While Hong Kong SAR’s business cycle remains more synchronized with that of the United States, Mainland China plays an increasingly important role in driving idiosyncratic developments in key sectors. This note sheds light on how external developments affect growth prospects of Hong Kong SAR.

1. Understanding the synchronization of Hong Kong SAR’s business cycles with those of major trading partners is important for assessing its growth prospects. Hong Kong SAR is a small highly-open economy, buffeted not only by domestic factors, but also external developments. Although it has traditionally been predominately affected by spillovers from the U.S., in recent years, Hong Kong SAR’s economy has become increasingly integrated with that of Mainland China. The impact of spillovers on Hong Kong SAR’s business cycle and sectoral developments is important for assessing Hong Kong SAR’s growth prospects. We consider developments in the Four Pillar industries which include financial services, tourism, trading and logistics, and professional services and other producer services, accounting for 57 percent of GDP in 2015.2 The correlation between headline real GDP growth and Four Pillars industries was 0.97 during 2001Q1 to 2017Q1.

Hong Kong SAR: Real GDP Growth and Estimated Growth of Four Pillar Industries

Sources: C&SD; and IMF staff calculations.

A. Hong Kong SAR’s Business Cycle Remains More Synchronized with that of the US

2. The sectoral growth of Four Pillar industries can be decomposed into a common shock and idiosyncratic sectoral shocks (using principal components).3 The first principal component of the growth rates of Four Pillar industries, labeled henceforth as the “common shock”, has moved closely with headline GDP. We label the residual of each sector’s growth after deducting the common shock as a “sectoral shock”, which tracks idiosyncratic developments in the corresponding sector. The correlation between the common shock and cyclical swings in the U.S. and Mainland China were 0.74 and 0.63 respectively, during 2001Q1-2017Q1, showing significant unconditional bilateral spillovers from both the U.S and Mainland China. The magnitudes of the correlation of each sector with either U.S. or Chinese business cycles were generally smaller and their signs varied across sectors. In a multivariate regression to explain the common shock, the coefficients of the cyclical swings in the U.S. and Mainland China were both significant at 0.69 and 0.46 respectively.

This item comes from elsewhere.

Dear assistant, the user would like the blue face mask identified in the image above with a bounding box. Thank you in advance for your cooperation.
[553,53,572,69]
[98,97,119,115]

This preliminary evidence suggested that Hong Kong SAR has a more synchronized cycle with the U.S. than with Mainland China.

Correlations between shocks in Hong Kong’s growth and cycles in US and Mainland China

Sources: C&SD; and IMF staff calculations.

3. Further analysis confirms that Hong Kong SAR’s business cycle is still more synchronized with the U.S. In the literature, He, Liao and Wu (2015)4 tested Hong Kong’s growth synchronization with a structural VAR model based on the permanent-income hypothesis, and found that the transitory component of income in Hong Kong SAR remains more driven by that of the U.S. while the permanent component of income (or trend growth) in Hong Kong SAR is more driven by that of Mainland China. We used the reduced-form VAR model, and the variance decomposition provides direct information on the relative contribution from each external business cycle.5 For the full sample of 2001Q1-2017Q1, headline growth (as proxied by the common shock) was more affected by cyclical swings in the U.S., which accounted for 15 percent of the variation. The impact of cyclical swings in Mainland China was much smaller at only 0.6 percent.

Contribution of Variation in HK’s Business Cycle from US and Mainland China

(Common Shock)

Sources: C&SD; and IMF staff calculations.

4. However, spillovers from Mainland China have been growing. We estimated 32-quarter rolling window versions of the 3-variable VAR to examine the extent of spillovers over time. The effect of the U.S. was the highest at 46 percent during the global financial crisis in 2008, then fell gradually to 6.6 percent in 2012, and rebounded subsequently to 25 percent in 2016. On the other hand, influence from Mainland China has been growing though it is still smaller; it jumped to 4 percent in 2011 from (below 1 percent) and then rose gradually to 7.4 percent in 2016.

B. Increasing Contribution of Mainland China in Key Sectors

5. Analysis showed that China is playing a bigger role in driving idiosyncratic developments in certain sectors in Hong Kong SAR. We assess whether Mainland China or the U.S. cycles drive sectoral shocks, by replacing the common shock with sectoral shocks in the 3-factor VAR models. The results suggest that idiosyncratic developments of the key sectors are increasingly driven by Mainland China, reflecting greater integration. Financial services have benefited from gradual capital account liberalization in Mainland China. Tourism stayed weak on stalled momentum in Mainland tourist arrivals and their spending, while trading and logistics was sensitive to external demand from Mainland China.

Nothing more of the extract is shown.